Probablemente, no habrá otra fase álgida del movimiento antiglobalización sin internacionalismo, como tampoco la habrá con la acción política modulada por los intereses de los partidos. De lo primero habló Suzi Weissman en la pasada Universidad de Verano de Anticapitalistas celebrada en Segovia una semana después de la cumbre del G7. En su charla sobre la vida y obra de Víctor Serge, ensalzó específicamente que hubiera participado de forma activa en la política de siete países diferentes durante la primera mitad del siglo XX. De lo segundo, los seductores atajos que propone la política de los partidos, siempre es complicado escapar. De hecho, no podría entenderse la llamada nueva política que sucedió al 15M en Madrid o Barcelona sin la participación de unos cuantos cuadros políticos del viejo movimiento antiglobalización.

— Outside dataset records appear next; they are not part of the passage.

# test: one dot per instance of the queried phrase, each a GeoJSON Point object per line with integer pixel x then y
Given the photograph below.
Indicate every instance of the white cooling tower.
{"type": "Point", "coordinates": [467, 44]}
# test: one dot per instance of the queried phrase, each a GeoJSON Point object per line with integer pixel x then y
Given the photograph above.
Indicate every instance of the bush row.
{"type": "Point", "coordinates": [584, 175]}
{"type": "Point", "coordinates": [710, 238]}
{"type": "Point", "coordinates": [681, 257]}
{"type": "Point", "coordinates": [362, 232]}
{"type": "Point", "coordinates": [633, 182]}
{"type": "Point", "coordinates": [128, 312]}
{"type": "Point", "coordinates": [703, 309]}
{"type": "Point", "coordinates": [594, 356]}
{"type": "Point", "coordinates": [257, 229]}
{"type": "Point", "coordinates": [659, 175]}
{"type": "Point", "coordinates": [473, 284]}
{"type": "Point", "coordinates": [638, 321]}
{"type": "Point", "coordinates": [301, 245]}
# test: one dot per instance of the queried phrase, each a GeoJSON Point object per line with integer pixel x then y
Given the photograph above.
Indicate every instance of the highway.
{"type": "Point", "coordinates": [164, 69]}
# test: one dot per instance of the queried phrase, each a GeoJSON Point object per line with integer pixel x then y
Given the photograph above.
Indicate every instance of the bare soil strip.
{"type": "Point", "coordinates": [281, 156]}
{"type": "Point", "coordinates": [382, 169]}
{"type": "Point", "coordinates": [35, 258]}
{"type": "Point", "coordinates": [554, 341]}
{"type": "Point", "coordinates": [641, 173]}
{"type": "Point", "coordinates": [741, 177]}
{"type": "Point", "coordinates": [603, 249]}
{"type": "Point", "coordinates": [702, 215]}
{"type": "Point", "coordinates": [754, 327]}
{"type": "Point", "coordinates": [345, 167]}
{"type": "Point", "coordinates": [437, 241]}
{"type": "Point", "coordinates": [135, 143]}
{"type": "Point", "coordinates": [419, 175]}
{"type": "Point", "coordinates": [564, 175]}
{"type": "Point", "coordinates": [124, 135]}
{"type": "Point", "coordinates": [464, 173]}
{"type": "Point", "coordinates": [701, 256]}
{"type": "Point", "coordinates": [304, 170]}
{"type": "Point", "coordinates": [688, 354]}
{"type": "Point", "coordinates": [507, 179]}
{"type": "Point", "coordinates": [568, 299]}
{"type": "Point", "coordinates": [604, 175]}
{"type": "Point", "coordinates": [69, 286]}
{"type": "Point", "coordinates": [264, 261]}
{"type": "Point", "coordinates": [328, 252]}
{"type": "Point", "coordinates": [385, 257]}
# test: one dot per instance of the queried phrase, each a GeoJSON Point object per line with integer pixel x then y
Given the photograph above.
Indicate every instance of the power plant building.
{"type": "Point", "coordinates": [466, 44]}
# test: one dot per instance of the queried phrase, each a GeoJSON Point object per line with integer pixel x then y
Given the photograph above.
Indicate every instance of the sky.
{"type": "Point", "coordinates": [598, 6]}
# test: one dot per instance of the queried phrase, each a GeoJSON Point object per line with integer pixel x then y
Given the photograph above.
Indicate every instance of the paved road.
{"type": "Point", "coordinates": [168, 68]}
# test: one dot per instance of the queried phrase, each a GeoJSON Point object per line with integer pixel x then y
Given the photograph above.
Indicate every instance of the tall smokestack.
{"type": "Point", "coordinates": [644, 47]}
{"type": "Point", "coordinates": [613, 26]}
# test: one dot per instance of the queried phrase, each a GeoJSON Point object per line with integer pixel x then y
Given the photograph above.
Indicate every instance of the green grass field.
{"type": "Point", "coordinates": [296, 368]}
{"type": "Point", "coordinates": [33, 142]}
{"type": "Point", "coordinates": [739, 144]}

La convocatoria de la contracumbre del G7 estaba, pues, condenada desde el momento en que no se extendió al Estado español en general, y a los centros sociales autónomos de las metrópolis catalana y madrileña en particular. Hubiera sido el mismo destino de la campaña de insumisión en Euskal Herria en los años noventa si no hubiera estado conectada a las redes antimilitaristas estatales. De poco habrían valido las decenas de miles de objetores y los seis mil insumisos que hubo en Hegoalde, los 600 compañeros presos en la cárcel de Pamplona, los chapeos, las huelgas de hambre, la muerte de Unai Salanueva, las movilizaciones masivas, la solidaridad. Porque, como tantas otras veces, si algo ha demostrado la contracumbre de Biarritz es que solos no se puede y que de cualquier manera no vale. Así no acabas con el Servicio Militar Obligatorio y la Prestación Social Sustitutoria de la octava potencia mundial, ni pones en aprietos a los amos del mundo cuando entran hasta la cocina de tu casa.